The Sankei Shimbun and JAPAN Forward reporter Mizuki Okada interviewed U.S.-China expert Dr. Larry M. Wortzel about Northeast Asian security issues on May 25 in Tokyo. Dr. Wortzel is a Commissioner of the U.S.-China Economic and Security Review Commission of the United States Congress. He is a well-known author and expert on East Asian military affairs, and has 35 years of experience in the American Armed Forces. He specializes in the strategies of China’s People’s Liberation Army.


United States President Donald Trump surprised much of the world when he gave formal notice to North Korea that he was canceling the summit between their two countries scheduled for June 12. Dr. Larry M. Wortzel suggested this decision makes China “very happy” because they had always “wanted to get themselves back in the middle.” He explained in the interview that China wants to maintain its influence through serving as a mediator between the U.S. and North Korea.


Wortzel insisted that, “Xi Jinping, the Chinese Communist Party, and the Chinese government were unhappy that the United States and South Korea are making direct approaches to North Korea.” Moreover, he said, China “is happy to be there” in the middle, between the U.S. and North Korea.


One the one hand, according to him, when Japan and South Korea are faced with North Korea’s nuclear or missile threats, it means “U.S. forces are threatened” and the “Chinese like that.”



On the other hand, he said: “I learned last year both in Seoul and in Tokyo, and it’s almost exactly one year ago, that a lot of the North Korean army is not involved in being an army. They’re raising food and they are building road infrastructure. And the Chinese like that. They don’t want to have North Korea completely dependent on them.”


Regarding the nuclear and missile issues that brought the North Korean problem to the fore recently, Wortzel insisted that North Korea has no will to denuclearize itself. His analysis is that Korean Workers’ Party leader Kim Jong-un “feels he needs nuclear weapons as a deterrent.” He added, “I think he understands the concept of deterrence very well.”
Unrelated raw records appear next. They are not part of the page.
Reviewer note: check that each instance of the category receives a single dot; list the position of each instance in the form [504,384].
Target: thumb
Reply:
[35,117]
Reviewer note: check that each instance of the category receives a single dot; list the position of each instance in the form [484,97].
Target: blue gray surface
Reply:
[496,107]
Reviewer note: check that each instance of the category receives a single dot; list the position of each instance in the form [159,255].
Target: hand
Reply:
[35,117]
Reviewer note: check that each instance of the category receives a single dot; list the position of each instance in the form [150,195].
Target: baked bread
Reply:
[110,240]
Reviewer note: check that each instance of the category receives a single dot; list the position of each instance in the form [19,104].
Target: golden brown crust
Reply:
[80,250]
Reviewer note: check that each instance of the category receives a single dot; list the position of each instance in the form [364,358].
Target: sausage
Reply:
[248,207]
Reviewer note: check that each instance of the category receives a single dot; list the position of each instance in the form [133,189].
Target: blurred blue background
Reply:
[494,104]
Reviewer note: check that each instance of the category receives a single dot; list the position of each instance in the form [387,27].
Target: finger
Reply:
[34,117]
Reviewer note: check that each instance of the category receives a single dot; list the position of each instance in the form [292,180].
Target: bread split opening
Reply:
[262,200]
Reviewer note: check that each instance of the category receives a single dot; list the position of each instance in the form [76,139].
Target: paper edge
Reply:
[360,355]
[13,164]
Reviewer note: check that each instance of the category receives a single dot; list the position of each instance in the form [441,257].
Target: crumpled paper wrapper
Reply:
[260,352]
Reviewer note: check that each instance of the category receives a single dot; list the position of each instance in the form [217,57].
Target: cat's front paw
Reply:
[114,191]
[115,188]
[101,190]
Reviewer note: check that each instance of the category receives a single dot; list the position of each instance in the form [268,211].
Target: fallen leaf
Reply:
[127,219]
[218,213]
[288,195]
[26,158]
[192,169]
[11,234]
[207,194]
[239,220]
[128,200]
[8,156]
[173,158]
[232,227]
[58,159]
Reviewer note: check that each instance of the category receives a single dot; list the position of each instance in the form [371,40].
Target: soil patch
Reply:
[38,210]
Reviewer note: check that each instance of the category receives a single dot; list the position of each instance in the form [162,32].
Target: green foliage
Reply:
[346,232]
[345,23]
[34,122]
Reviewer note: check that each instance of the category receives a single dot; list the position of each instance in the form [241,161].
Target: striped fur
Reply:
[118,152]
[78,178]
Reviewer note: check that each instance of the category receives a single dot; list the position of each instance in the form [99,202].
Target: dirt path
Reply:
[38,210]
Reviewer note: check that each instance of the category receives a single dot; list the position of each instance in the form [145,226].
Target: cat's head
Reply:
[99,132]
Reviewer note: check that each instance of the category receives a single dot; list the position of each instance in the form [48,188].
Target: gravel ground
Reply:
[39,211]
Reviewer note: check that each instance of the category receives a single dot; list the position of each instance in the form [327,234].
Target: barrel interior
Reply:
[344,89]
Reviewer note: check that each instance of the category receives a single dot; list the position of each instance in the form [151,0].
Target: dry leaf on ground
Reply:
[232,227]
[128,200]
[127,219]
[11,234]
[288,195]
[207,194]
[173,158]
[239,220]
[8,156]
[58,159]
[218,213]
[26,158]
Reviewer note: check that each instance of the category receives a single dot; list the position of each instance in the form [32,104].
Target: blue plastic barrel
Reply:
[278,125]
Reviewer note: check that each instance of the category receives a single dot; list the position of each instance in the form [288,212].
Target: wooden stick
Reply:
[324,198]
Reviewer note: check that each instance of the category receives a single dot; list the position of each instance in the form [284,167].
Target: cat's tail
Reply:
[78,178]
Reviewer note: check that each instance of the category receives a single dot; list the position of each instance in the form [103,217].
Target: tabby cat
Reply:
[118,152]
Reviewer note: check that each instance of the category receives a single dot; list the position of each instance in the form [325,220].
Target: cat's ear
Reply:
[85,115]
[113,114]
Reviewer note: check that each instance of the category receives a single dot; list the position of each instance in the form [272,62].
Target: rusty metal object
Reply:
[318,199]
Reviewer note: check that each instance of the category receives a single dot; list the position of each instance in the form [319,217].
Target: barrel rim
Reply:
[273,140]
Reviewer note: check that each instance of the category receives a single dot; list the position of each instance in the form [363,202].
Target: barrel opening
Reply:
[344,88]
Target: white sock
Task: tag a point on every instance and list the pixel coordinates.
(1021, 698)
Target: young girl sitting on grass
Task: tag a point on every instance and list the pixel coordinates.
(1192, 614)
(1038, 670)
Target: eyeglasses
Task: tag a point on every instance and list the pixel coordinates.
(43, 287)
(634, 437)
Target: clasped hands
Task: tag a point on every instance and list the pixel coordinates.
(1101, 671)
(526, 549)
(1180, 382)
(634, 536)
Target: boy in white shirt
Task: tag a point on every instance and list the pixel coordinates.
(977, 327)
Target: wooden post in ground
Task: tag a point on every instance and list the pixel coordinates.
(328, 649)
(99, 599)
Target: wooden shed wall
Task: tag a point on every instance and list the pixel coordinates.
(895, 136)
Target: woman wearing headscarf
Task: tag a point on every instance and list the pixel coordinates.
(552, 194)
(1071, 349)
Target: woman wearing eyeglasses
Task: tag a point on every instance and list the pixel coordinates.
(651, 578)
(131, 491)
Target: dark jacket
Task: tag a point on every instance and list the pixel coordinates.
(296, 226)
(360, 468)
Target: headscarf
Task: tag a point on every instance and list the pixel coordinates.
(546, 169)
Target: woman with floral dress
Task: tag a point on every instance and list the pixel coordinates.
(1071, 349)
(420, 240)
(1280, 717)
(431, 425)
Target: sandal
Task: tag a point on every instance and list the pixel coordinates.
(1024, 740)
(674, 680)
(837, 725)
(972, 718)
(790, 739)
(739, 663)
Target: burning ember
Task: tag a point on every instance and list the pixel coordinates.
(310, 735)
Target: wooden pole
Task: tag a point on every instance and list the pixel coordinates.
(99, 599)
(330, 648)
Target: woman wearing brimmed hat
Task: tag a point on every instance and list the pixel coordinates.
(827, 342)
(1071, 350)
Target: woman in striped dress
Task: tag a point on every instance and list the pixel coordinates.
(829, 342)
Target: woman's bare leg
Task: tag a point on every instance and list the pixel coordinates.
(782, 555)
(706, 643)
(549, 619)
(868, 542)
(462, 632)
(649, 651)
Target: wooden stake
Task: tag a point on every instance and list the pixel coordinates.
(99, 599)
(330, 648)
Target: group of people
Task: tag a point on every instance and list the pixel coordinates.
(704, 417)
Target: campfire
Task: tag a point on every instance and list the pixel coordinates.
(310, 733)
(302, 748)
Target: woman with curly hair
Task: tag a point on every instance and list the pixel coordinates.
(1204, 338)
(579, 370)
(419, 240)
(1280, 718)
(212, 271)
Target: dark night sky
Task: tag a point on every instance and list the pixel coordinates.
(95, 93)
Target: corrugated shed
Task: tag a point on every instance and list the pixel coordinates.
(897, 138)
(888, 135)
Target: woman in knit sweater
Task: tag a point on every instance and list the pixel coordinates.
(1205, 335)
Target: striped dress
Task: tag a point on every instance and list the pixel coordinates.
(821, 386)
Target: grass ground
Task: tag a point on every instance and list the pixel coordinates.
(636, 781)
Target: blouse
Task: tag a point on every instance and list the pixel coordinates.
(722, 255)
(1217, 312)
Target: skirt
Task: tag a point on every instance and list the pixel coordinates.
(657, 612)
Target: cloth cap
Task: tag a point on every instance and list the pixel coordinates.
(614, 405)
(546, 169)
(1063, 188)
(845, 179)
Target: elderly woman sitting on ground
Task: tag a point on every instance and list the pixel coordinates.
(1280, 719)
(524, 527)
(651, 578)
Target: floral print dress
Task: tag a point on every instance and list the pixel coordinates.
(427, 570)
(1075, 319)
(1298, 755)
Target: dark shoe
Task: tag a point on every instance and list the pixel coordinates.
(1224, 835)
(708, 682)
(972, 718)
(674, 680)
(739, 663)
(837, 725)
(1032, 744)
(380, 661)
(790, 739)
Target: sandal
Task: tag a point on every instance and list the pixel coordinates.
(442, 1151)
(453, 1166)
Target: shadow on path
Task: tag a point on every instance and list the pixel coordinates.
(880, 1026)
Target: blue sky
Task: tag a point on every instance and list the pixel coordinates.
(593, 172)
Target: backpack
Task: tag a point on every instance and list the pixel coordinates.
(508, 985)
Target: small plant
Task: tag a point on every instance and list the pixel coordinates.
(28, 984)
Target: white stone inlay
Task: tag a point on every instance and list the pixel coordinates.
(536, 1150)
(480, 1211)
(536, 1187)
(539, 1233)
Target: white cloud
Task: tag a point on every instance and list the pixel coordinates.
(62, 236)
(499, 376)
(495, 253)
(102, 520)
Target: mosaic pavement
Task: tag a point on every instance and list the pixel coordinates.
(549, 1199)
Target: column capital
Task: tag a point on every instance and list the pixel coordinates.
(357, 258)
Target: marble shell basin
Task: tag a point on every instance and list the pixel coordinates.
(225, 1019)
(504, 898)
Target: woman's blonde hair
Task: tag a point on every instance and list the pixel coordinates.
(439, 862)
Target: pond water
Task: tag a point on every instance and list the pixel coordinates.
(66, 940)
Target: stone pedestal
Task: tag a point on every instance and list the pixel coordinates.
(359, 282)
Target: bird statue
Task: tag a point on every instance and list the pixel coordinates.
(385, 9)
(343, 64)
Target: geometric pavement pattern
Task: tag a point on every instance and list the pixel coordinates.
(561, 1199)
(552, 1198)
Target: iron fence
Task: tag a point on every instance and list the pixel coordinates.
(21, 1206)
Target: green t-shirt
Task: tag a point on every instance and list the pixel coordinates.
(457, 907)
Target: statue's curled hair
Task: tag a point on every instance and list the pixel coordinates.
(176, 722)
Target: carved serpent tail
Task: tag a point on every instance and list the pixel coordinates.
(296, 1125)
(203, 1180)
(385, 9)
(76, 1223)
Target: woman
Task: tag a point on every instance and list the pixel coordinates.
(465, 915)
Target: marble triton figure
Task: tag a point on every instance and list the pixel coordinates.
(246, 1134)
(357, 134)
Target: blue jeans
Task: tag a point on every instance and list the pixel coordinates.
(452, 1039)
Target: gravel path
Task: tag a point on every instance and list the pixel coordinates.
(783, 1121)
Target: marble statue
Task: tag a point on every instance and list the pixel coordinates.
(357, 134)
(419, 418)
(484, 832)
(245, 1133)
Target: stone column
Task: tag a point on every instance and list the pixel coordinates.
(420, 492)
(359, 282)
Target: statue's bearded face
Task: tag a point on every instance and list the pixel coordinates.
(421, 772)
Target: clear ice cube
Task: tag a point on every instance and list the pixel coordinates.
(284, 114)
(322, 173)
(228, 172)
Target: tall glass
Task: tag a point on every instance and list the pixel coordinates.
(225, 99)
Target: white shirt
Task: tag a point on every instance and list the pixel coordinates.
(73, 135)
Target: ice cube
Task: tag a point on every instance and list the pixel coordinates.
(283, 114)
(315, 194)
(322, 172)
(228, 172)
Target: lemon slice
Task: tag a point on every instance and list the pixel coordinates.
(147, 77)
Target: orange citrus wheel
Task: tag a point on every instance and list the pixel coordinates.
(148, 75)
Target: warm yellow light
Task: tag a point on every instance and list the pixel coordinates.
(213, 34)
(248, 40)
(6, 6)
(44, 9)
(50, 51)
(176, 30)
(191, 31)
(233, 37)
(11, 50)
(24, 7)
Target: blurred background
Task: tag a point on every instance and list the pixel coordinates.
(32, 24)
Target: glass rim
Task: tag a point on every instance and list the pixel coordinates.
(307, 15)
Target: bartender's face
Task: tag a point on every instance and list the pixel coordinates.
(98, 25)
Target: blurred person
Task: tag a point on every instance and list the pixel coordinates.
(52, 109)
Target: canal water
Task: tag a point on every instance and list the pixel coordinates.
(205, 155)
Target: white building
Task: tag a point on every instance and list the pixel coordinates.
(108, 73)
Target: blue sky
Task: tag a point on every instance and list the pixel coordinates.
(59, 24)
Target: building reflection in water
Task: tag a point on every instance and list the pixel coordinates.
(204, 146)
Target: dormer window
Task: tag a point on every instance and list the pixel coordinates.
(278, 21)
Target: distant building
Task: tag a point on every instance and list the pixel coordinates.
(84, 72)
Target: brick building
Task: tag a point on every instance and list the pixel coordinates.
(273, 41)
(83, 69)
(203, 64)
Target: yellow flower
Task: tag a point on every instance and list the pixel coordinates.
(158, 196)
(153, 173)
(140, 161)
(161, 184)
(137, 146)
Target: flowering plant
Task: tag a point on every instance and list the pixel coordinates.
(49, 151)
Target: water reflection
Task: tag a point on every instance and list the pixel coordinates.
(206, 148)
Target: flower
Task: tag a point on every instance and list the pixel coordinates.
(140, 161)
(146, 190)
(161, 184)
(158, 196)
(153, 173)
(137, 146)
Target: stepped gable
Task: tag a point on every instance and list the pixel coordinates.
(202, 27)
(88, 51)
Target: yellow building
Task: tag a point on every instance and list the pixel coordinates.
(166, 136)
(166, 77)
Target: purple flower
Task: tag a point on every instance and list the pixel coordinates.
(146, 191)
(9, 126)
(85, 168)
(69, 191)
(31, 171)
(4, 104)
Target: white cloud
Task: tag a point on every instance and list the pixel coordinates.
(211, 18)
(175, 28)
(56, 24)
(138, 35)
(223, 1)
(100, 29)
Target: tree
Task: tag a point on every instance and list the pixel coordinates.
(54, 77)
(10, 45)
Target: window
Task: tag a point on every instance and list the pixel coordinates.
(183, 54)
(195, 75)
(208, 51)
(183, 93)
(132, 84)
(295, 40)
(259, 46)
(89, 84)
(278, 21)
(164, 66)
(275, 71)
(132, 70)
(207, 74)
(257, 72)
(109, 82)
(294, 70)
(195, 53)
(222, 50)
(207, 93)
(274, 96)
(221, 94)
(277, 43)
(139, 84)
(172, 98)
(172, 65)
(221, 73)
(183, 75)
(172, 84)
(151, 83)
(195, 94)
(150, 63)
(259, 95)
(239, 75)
On the broader topic of East Asian security, Wortzel said: “I think security policy against China is going to be very tough. I mean, not just because of the mood inside the Trump administration, but because of the mood in Congress and the mood of the American people.” He explained that China continues to militarize disputed features in the South China Sea. This action raises tensions and destabilizes the region. Wortzel’s callout is this: “[China] wants to rewrite international law.... We have to resist, together with other democracies.”




Who Is Dr. Larry M. Wortzel?



Dr. Larry M. Wortzel was reappointed by House Speaker Paul Ryan for a term expiring on December 31, 2018.
Commissioner Wortzel served for 32 years in the United States Armed Forces, three years in the Marine Corps followed by 29 years in the Army. A graduate of the U.S. Army War College, he earned his Doctor of Philosophy degree from the University of Hawaii-Manoa.


Commissioner Wortzel’s military experience includes seven years in the infantry as well as assignment in signals intelligence collection, human source intelligence collection, counterintelligence, and as a strategist. He served two tours of duty in Beijing, China, as a military attaché and spent 12 years in the Asia-Pacific Region.


He was the former director of the Strategic Studies Institute at the U.S. Army War College. Concurrently, he was professor of Asian studies. He retired from the U.S. Army as a colonel at the end of 1999. After his military retirement, Commissioner Wortzel was director of the Asian Studies Center and vice president for foreign policy and defense studies at The Heritage Foundation.


Commissioner Wortzel has written or edited 10 books and numerous scholarly articles on China and East Asia. His books include Class in China: Stratification in a Classless Society; China’s Military Modernization: International Implications; Dictionary of Contemporary Chinese Military History; and The Dragon Extends its Reach: Chinese Military Power Goes Global.


He and his wife live in Williamsburg, Virginia.